[flac-dev] [PATCH] Optionally, allow distros to use openssl for MD5 verification
Eric Wong
normalperson at yhbt.net
Mon May 7 13:19:50 PDT 2012
Cristian Rodríguez <crrodriguez at opensuse.org> wrote:
> El 07/05/12 06:23, Miroslav Lichvar escribió:
> > On Sat, May 05, 2012 at 05:34:31PM -0400, Cristian Rodríguez wrote:
> >> This has the advantage of being more efficient than the included
Btw, how much more efficient and on what hardware?
Based on previous experience (in a project not related to FLAC) on
x86_64 (Core2 Duo), I don't recall the MD5 performance of OpenSSL ASM
being significantly faster than the equivalent C code (from gnulib).
SHA1 was a different story, but I still decided it wasn't worth my
time/effort to maintain (especially extra testing time to ensure code
works with and without OpenSSL).
> > Isn't the OpenSSL license incompatible with GPL? IANAL, but I think
> > the flac and metaflac utilities can't be linked with OpenSSL unless
> > there is an exception in the flac license which would require getting
> > the permission from all contributors.
>
> flac and metaflac do not use openSSL, only libFLAC does.

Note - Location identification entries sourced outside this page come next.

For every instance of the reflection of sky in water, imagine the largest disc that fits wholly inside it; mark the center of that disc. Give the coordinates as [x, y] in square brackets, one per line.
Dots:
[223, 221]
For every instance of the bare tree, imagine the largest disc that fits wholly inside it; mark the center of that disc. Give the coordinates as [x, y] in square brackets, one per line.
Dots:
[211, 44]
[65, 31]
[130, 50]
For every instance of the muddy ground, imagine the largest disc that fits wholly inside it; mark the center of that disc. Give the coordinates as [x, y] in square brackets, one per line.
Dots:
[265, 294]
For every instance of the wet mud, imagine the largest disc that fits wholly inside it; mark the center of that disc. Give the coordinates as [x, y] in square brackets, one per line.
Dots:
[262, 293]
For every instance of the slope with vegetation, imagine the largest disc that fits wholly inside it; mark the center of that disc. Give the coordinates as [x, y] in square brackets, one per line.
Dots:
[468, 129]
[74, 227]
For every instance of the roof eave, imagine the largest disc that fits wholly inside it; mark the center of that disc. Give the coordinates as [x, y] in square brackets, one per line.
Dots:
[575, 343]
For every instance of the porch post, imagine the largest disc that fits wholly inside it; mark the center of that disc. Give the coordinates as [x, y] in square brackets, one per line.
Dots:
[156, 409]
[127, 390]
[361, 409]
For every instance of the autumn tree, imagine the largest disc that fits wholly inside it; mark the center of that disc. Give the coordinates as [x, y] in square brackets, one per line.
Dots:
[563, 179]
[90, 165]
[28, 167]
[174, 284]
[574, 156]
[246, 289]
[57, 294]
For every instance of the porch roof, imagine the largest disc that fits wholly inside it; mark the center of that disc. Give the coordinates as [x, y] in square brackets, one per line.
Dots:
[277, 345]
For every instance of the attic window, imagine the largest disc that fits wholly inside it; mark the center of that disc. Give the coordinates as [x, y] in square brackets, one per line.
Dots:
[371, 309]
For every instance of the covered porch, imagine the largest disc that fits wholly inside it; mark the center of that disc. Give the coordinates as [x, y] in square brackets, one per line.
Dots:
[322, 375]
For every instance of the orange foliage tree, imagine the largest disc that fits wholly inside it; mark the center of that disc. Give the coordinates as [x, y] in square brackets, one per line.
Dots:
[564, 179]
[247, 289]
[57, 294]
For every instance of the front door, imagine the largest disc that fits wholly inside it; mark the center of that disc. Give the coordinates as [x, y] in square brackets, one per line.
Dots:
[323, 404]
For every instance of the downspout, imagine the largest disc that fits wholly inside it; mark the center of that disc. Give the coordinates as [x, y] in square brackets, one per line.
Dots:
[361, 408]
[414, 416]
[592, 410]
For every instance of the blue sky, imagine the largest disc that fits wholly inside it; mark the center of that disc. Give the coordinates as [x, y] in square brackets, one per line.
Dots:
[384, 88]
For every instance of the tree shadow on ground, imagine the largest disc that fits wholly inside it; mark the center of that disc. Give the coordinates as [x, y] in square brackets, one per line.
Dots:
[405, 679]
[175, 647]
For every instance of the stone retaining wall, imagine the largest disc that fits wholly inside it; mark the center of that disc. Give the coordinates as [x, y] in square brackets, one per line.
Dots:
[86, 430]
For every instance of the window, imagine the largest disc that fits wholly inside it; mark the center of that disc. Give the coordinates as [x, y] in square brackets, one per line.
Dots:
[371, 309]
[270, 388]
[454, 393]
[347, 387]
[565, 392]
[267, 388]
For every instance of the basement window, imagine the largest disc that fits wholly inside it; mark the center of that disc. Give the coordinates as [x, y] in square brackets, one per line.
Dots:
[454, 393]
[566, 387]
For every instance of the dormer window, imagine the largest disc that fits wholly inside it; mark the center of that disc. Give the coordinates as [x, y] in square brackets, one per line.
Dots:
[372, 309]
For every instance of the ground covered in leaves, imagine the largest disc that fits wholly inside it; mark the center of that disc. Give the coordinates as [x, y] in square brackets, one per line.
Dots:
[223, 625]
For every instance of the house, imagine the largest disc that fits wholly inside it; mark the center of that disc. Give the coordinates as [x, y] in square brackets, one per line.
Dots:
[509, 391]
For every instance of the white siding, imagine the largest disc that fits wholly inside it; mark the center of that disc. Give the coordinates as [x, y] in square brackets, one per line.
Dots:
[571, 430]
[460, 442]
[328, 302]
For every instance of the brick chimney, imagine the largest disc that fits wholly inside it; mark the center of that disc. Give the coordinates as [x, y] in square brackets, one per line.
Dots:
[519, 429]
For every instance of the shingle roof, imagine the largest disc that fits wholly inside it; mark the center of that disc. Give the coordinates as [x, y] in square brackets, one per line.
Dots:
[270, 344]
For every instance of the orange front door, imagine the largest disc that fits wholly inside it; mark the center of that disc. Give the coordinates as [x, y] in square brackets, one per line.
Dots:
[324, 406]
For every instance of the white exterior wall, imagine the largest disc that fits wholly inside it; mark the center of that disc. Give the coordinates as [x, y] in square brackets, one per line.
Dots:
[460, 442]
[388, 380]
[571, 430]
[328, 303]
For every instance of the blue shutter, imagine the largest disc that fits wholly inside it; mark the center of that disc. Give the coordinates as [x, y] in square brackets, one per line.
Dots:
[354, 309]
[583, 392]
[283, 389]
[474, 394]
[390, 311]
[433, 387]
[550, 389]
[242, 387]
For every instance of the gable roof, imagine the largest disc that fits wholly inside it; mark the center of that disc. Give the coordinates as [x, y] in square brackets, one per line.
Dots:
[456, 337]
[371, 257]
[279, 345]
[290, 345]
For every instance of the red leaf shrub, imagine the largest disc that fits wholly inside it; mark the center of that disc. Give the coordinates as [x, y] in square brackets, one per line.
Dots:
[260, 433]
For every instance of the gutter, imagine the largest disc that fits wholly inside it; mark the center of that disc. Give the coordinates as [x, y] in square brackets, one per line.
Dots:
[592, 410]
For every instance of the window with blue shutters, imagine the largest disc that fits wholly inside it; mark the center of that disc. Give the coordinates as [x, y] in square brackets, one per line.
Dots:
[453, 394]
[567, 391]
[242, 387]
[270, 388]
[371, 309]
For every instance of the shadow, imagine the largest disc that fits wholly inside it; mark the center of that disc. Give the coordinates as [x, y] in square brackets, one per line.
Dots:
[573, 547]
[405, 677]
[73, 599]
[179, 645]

But since flac/metaflac use libFLAC, I suspect (IANAL) the relationship
can be transitive. (But being an optional dependency helps as distros
can avoid potential issues).
> Personally I don't see any technical reason to use a different library
> other than politics and obscure potential license incompatibilities.
OpenSSL doesn't have a good track record as far as ABI/API stability is
concerned (though I think the hash APIs are more stable).
Perhaps disabling OpenSSL auto-detection (and only enabling it when
explicitly configured) is better?
One issue I've noticed in the (fast-moving) Ruby world:
The ruby-core mailing list frequently sees segfault reports due to the
"openssl" Ruby extension using one version/installation of OpenSSL and
another Ruby extension (e.g. EventMachine, curl) using a different
OpenSSL version. This is common occurrence, as distros will often
ship with multiple OpenSSL versions to accomodate different apps and
often Ruby installations/extensions are installed in home directories
that aren't upgraded as the same time as the distro itself.
I think these issue is a product of both the Ruby world moving too fast
and OS distros moving too slowly, but it's the unfortunate reality
Rubyists have to deal with :/
I'd rather libFLAC sidestep these potential issues entirely.